This skewed pattern of income growth readjusted the distribution of the national pie. After falling to a trough of 8.5 percent in 2001, corporate profits' share of national income soared to 12.3 percent in the first quarter of this year, the highest level since the mid-1960's. The share of income accruing to workers' compensation, on the other hand, fell from 66.2 percent in 2001 to 63.9 percent in the first quarter of 2005.

Yet there are signs that the squeeze on labor might be easing as unemployment has fallen to 5 percent and the job market has tightened, nudging the pendulum back in workers' favor and giving them a chance to claw back some income gains. "At the margin, labor could do a little better," Mr. Mellman said.

In its latest survey on compensation trends, the consultant Hewitt Associates found that companies' budgets for salary increases for nonexecutive workers should grow slightly this year, after four years of decline. Only 1 percent of companies plan to maintain salary freezes this year, from 8 percent two years ago.

And according to a study by Elise Gould, an economist at the Economic Policy Institute, a left-leaning research institute in Washington, jobs in higher-wage industries are growing faster than jobs in low-wage businesses for the first time since the summer of 2001.

Workers themselves are more optimistic about their job prospects than they have been for some time.

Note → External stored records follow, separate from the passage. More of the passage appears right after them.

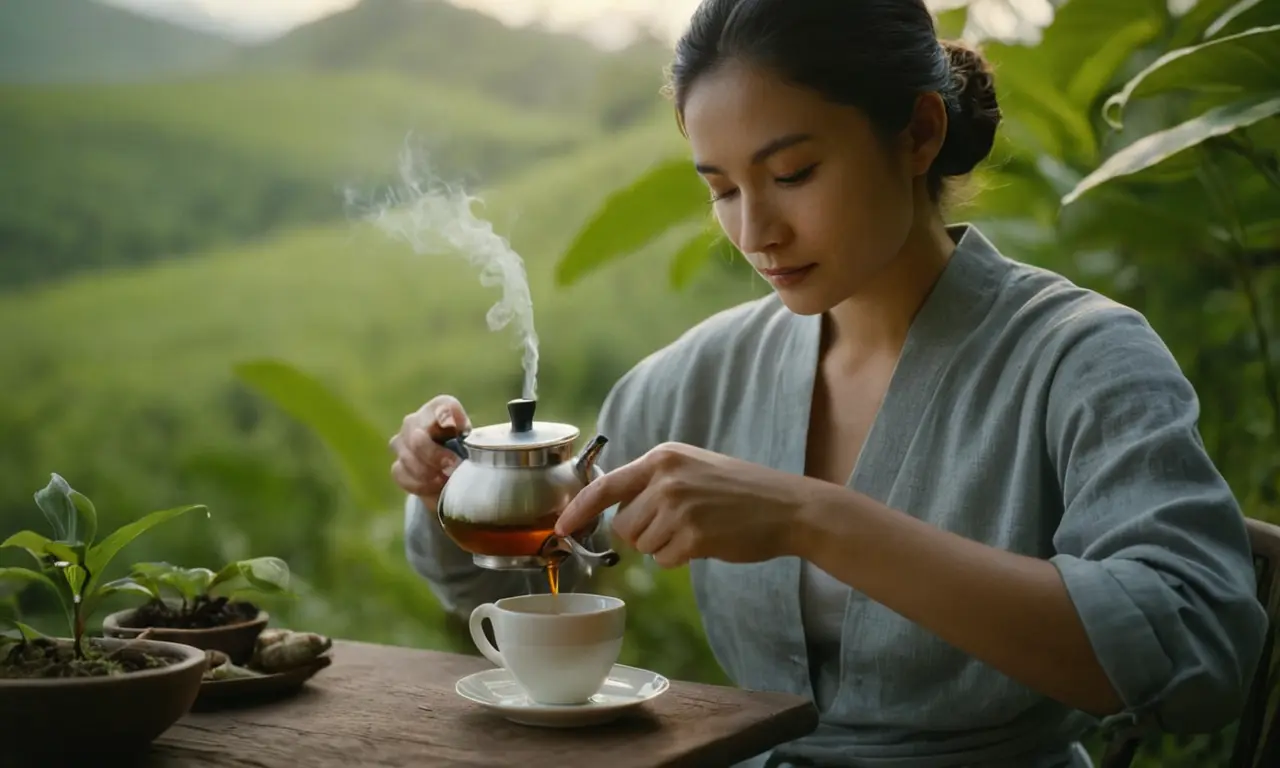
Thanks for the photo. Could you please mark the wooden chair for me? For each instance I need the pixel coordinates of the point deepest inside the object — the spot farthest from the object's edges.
(1257, 739)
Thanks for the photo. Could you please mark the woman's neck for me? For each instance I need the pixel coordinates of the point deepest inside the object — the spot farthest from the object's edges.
(876, 320)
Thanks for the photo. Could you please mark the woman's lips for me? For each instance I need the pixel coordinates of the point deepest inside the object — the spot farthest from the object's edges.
(790, 275)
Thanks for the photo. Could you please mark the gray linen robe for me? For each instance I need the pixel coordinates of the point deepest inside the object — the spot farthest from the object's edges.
(1024, 412)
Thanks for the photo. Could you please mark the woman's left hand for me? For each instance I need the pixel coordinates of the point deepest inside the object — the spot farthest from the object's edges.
(679, 502)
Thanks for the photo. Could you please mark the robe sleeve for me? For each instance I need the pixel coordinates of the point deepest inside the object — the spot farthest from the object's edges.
(1152, 544)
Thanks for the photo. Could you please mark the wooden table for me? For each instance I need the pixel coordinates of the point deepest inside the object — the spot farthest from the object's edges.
(382, 705)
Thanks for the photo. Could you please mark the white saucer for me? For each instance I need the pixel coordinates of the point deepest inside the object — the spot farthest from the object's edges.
(625, 689)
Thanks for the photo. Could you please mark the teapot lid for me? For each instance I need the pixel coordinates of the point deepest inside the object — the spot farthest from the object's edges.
(522, 432)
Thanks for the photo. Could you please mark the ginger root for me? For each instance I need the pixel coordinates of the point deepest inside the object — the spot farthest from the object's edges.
(278, 650)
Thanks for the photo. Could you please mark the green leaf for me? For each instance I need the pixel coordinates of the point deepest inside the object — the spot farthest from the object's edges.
(264, 574)
(74, 576)
(55, 502)
(1088, 40)
(1192, 26)
(1228, 67)
(101, 554)
(1037, 106)
(360, 448)
(188, 583)
(32, 543)
(129, 585)
(1095, 72)
(1243, 16)
(1160, 147)
(87, 515)
(667, 195)
(690, 259)
(18, 579)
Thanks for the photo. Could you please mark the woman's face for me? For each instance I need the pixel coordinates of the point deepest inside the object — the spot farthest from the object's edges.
(801, 186)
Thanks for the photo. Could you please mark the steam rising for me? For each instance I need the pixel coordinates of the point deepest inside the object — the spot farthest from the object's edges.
(435, 219)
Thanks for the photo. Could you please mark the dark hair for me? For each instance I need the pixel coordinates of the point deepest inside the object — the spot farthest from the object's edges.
(877, 55)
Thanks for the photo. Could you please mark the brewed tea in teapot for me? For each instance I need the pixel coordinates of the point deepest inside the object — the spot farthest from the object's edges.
(502, 501)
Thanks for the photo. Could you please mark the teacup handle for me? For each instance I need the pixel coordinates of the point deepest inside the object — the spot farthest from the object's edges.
(478, 616)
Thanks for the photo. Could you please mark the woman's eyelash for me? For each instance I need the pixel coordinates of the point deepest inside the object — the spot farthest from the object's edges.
(798, 177)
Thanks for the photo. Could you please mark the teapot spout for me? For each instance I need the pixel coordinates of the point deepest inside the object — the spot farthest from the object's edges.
(585, 461)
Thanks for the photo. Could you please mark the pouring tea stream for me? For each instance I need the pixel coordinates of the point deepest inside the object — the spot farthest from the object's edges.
(515, 479)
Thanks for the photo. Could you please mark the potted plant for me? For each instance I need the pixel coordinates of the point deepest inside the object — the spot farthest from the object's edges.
(211, 611)
(122, 693)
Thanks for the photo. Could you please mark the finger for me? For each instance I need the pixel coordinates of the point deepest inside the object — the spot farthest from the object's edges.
(408, 481)
(430, 453)
(635, 517)
(446, 417)
(620, 485)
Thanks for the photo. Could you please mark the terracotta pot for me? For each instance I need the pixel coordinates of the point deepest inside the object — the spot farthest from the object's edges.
(236, 640)
(92, 716)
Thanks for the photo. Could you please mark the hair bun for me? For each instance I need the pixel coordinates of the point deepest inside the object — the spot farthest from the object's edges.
(973, 113)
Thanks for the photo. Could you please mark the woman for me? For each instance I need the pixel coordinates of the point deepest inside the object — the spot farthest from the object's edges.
(956, 499)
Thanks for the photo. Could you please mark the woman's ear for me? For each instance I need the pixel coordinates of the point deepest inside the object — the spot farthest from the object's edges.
(927, 131)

In June, the University of Michigan's consumer sentiment index showed a 12-point jump in confidence among families earning less than $50,000 a year, the biggest jump in at least three years. The percentage of consumers saying jobs are "plentiful" in the survey rose to the same level as those saying jobs were "hard to get" for the first time since 2002.

Yet this peppering of data notwithstanding, economists are not too sanguine about the immediate prospects for income growth on the bottom rungs of the wage scale. "The job market is slowly tightening," said Jared Bernstein, a labor economist at the Economic Policy Institute. "We are wringing out the slack. But we're only six months into a process that could take a year and a half."

At local 32BJ of the Service Employees International Union - which covers janitors and other building workers in several Northeast states - the president, Mike Fishman, is not optimistic either. "In our industry we don't see any pressure on wages going up," he said. "Nobody is rushing to the table with money."

With increasing competition from cheap labor in poor countries, falling unemployment in the United States is not giving American workers much leverage to increase their slice of the income pie, said Robert J. Barbera of ITG/Hoenig in Rye Brook, N.Y. "I expect labor's share to still be under pressure," he said.

But that might not matter, macroeconomically speaking. Mr. Bosworth at Brookings noted that there was no evidence that incomes at the bottom of the distribution must grow to keep spending afloat. "The rich are willing to consume," he said.

And, Mr. Barbera pointed out, across the broad range of variables that underpin economic growth, "it doesn't get any better."